Declining GEO Satellite Sales
In the last two years, the demand for geostationary communication satellites has been declining and that is the good news. The bad news is that the slump has been worse than analysts expected. This plunge could be the result of operators delaying acquisitions until newer higher throughput communications technologies become available. Operators could also be biding their time to study the effectiveness of small satellite constellations.

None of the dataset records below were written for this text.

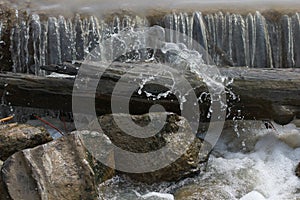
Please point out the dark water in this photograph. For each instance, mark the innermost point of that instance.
(252, 39)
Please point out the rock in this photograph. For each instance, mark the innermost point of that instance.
(175, 132)
(61, 169)
(16, 137)
(198, 192)
(297, 170)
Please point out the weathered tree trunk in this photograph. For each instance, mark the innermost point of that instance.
(262, 93)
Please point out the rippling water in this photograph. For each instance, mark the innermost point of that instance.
(259, 164)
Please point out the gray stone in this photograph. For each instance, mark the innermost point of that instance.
(297, 170)
(16, 137)
(189, 163)
(62, 169)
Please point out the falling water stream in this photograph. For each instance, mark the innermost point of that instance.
(248, 162)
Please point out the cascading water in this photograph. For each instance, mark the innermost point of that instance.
(230, 39)
(253, 40)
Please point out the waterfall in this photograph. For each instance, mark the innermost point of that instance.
(226, 39)
(251, 40)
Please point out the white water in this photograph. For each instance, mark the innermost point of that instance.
(257, 165)
(145, 6)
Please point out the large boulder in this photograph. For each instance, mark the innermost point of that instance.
(61, 169)
(174, 134)
(15, 137)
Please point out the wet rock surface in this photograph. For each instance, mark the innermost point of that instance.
(173, 134)
(62, 169)
(16, 137)
(297, 170)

Last year only five of these spacecraft were ordered and that is two less than what was ordered in 2017. The GEO market is also contending with canceled orders. Asiasat is a year past its expected order for a new satellite for the Chinese region. Spacecom also nixed an order for the Amos-8. ViaSat was also expected to order another spacecraft for the Asia Pacific region.
Trends in LEO orbit
Low earth orbit will be all the rage in the next decade. Ironically it is SpaceX that is actively developing the Starlink network with an expected fleet of 12,000 small satellites. The Amazon founder Jeff Bezos is also engineering his own global broadband internet fleet known as Project Kuiper. This fleet of 3,236 satellites will likely be launched aboard the Blue Origin New Glenn rocket and have zero effect on the SpaceX market. The company OneWeb is also designing a fleet of 650 internet satellites that are expected to be orbited by Arianespace and Virgin Galactic.

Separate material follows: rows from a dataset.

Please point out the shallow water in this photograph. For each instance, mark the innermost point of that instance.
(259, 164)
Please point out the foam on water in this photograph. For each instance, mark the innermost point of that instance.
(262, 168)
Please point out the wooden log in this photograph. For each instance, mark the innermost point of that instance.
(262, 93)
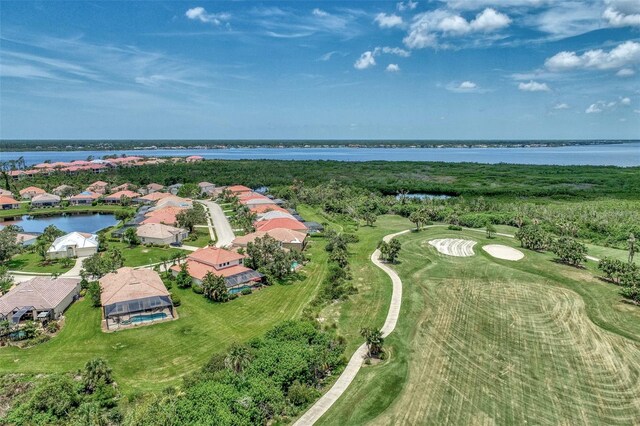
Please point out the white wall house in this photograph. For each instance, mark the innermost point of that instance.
(75, 244)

No official numbers exist or planned launches, but it is expected that the Starship could loft ten times the 60 Starlink satellites of the Falcon 9 or 600 satellites. Assuming that the Starship could achieve a cost-saving of $57 million dollars compared to the Falcon 9, there is still the unresolved problem of the revenue stream. Starlink is a program of SpaceX and they are paying to loft the satellites. SpaceX receives no revenue or profit from the Starlink system until the network is operational.
Last Thoughts
In both gaming and enterprise, the first move is risky. New business models are experiments with investors’ money and the Starship isn’t an exception. The rocket’s future is also uncertain with the declining heavy geostationary satellite market. The emergence of the small low earth orbit constellation is also straining the rationale for the massive booster when existing boosters can carry the load.